All told, a nice excursion from the individual to the group, from discovering your best to giving your best to your company.

But, if you have your strengths and weaknesses, your faults and foibles, your tastes and distastes... so does everyone else. When Drucker says that we must all be aware that we dealing with human beings, he is telling us that we need to adapt to the different ways different people do their jobs. But his reasoning also implies that we need to manage our relationships with these other people.

To do so means that we first recognize that the world is not filled with our clones. Never think that everyone is just like you, and never imagine that your new boss is just like your last boss. If you do not take the time to get to know the new boss, if you act as though he is the old boss, then certainly you will be having difficulties with him.

For refusing to recognize him for who he is you will be insulting him and mismanaging your relationship.

Why do we do this? Most likely, because we are lazy. It takes effort to get to know a new person and it takes even more effort to adapt our behavior to put it into harmony with that of each new person.

The rules applies well to business and professional relationships. But it also applies to more intimate relationships. Every couple finds its own rhythm, whether in its daily routines or in its lovemaking.

When relationships end and the two people go out to find new lovers, they will be tempted to maintain the same daily routines and even the same lovemaking with their new partners.

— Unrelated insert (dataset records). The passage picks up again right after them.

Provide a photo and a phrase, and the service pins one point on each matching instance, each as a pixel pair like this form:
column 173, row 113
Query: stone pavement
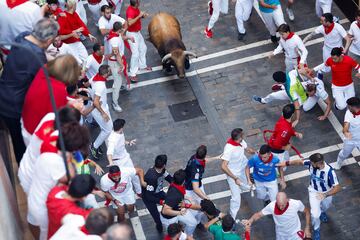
column 225, row 97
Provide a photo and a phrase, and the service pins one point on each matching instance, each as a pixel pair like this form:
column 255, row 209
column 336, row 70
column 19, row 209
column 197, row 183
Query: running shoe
column 316, row 234
column 323, row 217
column 257, row 99
column 290, row 13
column 208, row 33
column 210, row 8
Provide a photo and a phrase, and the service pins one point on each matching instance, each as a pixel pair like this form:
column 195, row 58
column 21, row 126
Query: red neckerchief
column 99, row 78
column 45, row 130
column 277, row 210
column 269, row 160
column 112, row 34
column 180, row 188
column 49, row 144
column 202, row 162
column 97, row 58
column 116, row 183
column 329, row 29
column 291, row 34
column 356, row 114
column 232, row 142
column 84, row 230
column 15, row 3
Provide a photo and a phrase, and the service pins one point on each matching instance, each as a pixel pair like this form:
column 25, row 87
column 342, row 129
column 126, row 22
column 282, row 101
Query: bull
column 165, row 35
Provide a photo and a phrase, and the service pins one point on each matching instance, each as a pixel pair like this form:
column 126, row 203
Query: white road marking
column 212, row 68
column 240, row 48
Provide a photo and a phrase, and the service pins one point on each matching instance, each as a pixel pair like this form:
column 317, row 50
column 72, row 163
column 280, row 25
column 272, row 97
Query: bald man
column 285, row 215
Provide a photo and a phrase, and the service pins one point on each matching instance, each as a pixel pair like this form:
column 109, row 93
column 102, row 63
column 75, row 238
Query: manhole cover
column 185, row 111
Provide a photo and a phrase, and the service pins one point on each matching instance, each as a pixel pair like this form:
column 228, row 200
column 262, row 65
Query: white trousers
column 266, row 190
column 291, row 64
column 80, row 10
column 342, row 94
column 322, row 6
column 188, row 220
column 118, row 4
column 348, row 147
column 317, row 207
column 273, row 20
column 114, row 66
column 199, row 216
column 236, row 191
column 242, row 13
column 79, row 51
column 106, row 127
column 218, row 6
column 95, row 9
column 138, row 53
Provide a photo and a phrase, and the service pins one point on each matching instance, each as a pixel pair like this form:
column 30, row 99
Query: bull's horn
column 190, row 53
column 166, row 57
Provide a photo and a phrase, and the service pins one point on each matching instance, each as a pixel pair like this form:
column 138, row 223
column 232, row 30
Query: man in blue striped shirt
column 323, row 185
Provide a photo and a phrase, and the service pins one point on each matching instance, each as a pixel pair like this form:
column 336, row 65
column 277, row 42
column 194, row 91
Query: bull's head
column 179, row 59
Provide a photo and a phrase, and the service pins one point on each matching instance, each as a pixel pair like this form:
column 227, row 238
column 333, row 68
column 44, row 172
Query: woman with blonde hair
column 63, row 71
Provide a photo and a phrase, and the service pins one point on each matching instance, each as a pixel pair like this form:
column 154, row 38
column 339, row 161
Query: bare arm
column 198, row 191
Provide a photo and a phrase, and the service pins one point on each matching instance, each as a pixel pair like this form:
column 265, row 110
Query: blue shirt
column 263, row 172
column 270, row 2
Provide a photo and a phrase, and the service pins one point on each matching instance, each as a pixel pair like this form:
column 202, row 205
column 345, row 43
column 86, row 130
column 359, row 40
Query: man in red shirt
column 138, row 47
column 283, row 131
column 62, row 200
column 341, row 69
column 73, row 30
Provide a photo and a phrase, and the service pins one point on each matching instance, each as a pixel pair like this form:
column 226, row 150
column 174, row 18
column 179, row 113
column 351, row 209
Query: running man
column 264, row 165
column 214, row 9
column 233, row 164
column 342, row 85
column 323, row 186
column 333, row 34
column 273, row 16
column 351, row 130
column 285, row 214
column 293, row 48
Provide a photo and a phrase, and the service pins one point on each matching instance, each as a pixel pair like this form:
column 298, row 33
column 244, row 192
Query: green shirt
column 219, row 234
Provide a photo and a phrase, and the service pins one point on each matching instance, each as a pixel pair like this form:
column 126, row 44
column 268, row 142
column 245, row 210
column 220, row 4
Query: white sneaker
column 337, row 166
column 116, row 107
column 290, row 13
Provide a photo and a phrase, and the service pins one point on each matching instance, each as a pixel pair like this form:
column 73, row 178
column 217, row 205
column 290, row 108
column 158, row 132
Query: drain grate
column 185, row 111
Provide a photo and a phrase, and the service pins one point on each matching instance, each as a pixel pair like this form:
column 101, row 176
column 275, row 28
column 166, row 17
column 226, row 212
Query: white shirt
column 354, row 127
column 27, row 164
column 63, row 50
column 116, row 42
column 355, row 32
column 334, row 38
column 70, row 229
column 287, row 224
column 49, row 168
column 18, row 19
column 99, row 88
column 293, row 48
column 320, row 88
column 236, row 157
column 116, row 148
column 108, row 24
column 92, row 66
column 124, row 187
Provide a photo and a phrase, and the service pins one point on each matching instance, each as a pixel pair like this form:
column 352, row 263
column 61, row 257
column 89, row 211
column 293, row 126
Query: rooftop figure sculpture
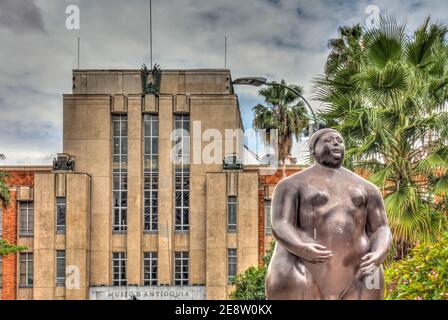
column 330, row 228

Dare I say that this will not advance the new relationships.

And ask yourself this: do you consider that your spouse is your clone? Do you expect that he or she will react and respond just as you do? Do you think that your spouse has the same goals, the same needs, the same skills, the same style, and the same mode of interaction?

In a personal relationship, some people need more conversation; some need less. Some people need more time alone; some need less. Some people are at their best in one-on-one situations; some thrive in company.

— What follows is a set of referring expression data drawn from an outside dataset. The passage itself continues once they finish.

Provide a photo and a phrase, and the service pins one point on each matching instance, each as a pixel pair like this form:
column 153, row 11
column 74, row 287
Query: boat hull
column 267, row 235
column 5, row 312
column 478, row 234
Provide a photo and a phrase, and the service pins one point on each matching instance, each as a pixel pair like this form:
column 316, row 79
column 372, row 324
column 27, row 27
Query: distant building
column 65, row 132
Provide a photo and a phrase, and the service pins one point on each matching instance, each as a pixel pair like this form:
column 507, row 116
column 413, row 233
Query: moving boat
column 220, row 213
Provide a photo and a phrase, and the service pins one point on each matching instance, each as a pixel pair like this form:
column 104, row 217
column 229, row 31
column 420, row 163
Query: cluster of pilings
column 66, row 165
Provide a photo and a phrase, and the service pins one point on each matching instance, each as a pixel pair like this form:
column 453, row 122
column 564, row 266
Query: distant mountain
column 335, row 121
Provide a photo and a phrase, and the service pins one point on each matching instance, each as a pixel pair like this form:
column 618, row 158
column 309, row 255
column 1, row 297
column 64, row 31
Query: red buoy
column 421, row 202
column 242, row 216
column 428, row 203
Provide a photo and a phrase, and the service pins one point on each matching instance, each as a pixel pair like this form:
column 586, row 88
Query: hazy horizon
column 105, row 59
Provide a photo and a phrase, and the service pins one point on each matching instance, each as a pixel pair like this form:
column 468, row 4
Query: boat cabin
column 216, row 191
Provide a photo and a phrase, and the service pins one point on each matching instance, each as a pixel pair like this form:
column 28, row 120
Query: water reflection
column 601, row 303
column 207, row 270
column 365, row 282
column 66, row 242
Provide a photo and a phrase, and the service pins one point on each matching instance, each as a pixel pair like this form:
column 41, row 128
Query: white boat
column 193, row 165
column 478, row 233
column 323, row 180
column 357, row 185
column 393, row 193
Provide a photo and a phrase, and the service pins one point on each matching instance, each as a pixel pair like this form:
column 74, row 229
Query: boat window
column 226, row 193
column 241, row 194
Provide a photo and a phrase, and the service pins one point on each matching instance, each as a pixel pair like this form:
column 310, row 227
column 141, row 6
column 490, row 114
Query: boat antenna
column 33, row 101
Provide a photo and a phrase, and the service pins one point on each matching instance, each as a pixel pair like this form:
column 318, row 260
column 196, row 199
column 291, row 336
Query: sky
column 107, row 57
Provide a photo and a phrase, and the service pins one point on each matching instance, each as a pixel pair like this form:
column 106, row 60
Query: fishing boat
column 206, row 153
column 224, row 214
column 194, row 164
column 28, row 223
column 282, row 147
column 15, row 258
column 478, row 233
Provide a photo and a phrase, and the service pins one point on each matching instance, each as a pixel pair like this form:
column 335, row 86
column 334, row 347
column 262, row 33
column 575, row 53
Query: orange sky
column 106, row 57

Since it is nearly impossible for two people to have exactly the same need and the same skills, you will be called upon to adapt to the other person, to negotiate differences, and to strive toward domestic harmony.

If you don't, your relationship is heading for trouble. You will be introducing friction. Failing to deal with the real person at hand will almost surely lead to dramas and conflict.

When Drucker says that his clients most often complained about personality conflicts, he means that they have not spent enough time learning to respect each other for what is unique to them.

In a company different people belong to different departments performing different roles. It often happens that one department does not know what the other is doing, and how their different jobs fit together in the corporate whole.

Drucker proposes solving this problem with more open communication. When the accounting department does not know what the marketers do and neither of them is very sure what the programmers are up to, no one has any real idea of how his or her job contributes to the greater good.

The same rule applies to relationships. People who are intimately connected owe it to themselves and each other to share enough information so that each knows roughly how the other spends the day.

And people who are intimates also owe it to themselves to share enough information so that they can organize a life together.

You have no real business not keeping your partner in the loop about your business or professional activities. And you should never simply disappear for hours on end without offering a heads-up to your partner.

Since therapy has made a fetish of sharing feelings, it is important to emphasize the sharing of information. It is fine to explain how you feel about what is going on in your office or in the neighborhood, but to conduct a good relationship you need also to share factual information.

I will leave it to you to judge which is worse: too few facts or too few feelings?